After the Neo Classical period in the 17th Century the alchemical marriage between the Arts and Science was deemed a sordid affair.

“The real maths emerges in a speech by the Jew using the tattoed number on his arm as a meditation for survival.”
– Tom Petsinis

Like the Church spat on Galileo for his apparent lunacy, it would take generations of academics to march through time to champion science as the new great white light. Thereby turning the tables entirely, with the high priests of science eventually spitting on the lunacy of those they saw foolish enough to believe in God.

So, one could wonder if the science academy in its own ‘religious’ fervour to consolidate its own identity may have also mistaken that blind faith in a bearded man in the clouds with simple human flights of creativity.

Of course we now confess to this terrible tragedy when we hear Einstein was more of a shaman rather than a logician who spent most of his time ‘dreaming’ rather than ‘thinking’, or we pine for those good old days when the restrictive university ‘think-tanks of specialisation’ were unheard of and the boundless nature of the Renaissance Man could happily roam free.

The bi-product of this new perspective can be seen in the likes of Tom Petsinis, mathematics lecturer and poet/playwright.

You can see it in his face, between an impish smile and a snake charmer’s gaze, the recent realignment of the Arts and Science, for him, is really quite fabulous and this new freedom of expression can at last be given the respect it deserves. Petsinis has had a number of his plays produced, and poems published; his most noted work being a novel, The French Mathematician. Next week he has a new play, Salonicka Bound opening at La Mama theatre in Melbourne.

It is set in Thessalonica during WWII around a nightclub run by a Greek and a Jew. “Thessalonica at that time” he said, “was a truly multicultural city, a point of confluence of many civilizations. The Greeks, the Romans and of course the Ottoman Empire.”

So, how did the Jews appear in this mix, I asked. “During the Spanish Inquisition when the Jews were being persecuted, the Turkish Sultan invited them to settle in Thessalonica because of their skills in trading and the crafts.”The Ottoman Empire has got a lot bad press, but in fact they were quite tolerant with the different cultures they colonised. “Most certainly”, said Petsinis, “as long as you paid your taxes, anyone was free practice their given religion.”

The main cut and thrust of Salonika Bound is when a talented Jewish singer is invited to sing at the nightclub. A triangle appears when both the Greek and Jew fall in love with her. Jealousies ensue, and then the Greek sees his opportunity and betrays his Jewish colleague to the Nazis. The Jew is ushered away to Poland for apparent resettlement in a ‘new Jewish state’ and the Greek gets the girl entirely to himself.

I asked if the play is entirely set during this time. “It actually starts in Melbourne. The Jew survives the camps and emigrates to Australia, as does the Greek, and it is in Melbourne where their histories re-meet.

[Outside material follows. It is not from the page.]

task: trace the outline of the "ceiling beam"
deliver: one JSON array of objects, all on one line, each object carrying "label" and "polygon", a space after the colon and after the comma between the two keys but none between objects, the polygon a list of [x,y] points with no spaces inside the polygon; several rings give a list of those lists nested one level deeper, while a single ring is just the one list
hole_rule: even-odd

The story also fluctuates between the children of the protagonists and the time of the betrayal.”

Stylistically Petsinis has used the famous Greek Rebetika music to colour the tragedy of this story. “As well as a use of the Jewish musical ballad” said Petsinis “and in-between the text there is choral like element in the show of two cultures singing their songs of lament.”

As Petsinis spoke of the story’s elements one got the idea there was a mathematical structure to the play, particularly in regards to the love triangle and the realignment of different histories. “The real maths”, said Petsinis enthusiastically, “emerges in a speech by the Jew using the tattooed number on his arm as a meditation for survival: the rhythm of numbers is quite deliberately infused into the language.”

The betrayal of the Jews is well documented throughout Europe, but hardly heard of in Greece.

“This is a secret part of our history, said Petsinis. There were though in the 50’s, trials of Greek colluding with the Nazis.” So with the use of the once oppressed Rebetika music, now celebrated by all of Greece, and a forgotten history of the Greek Jews, Salonika Bound ιs a show marked to see.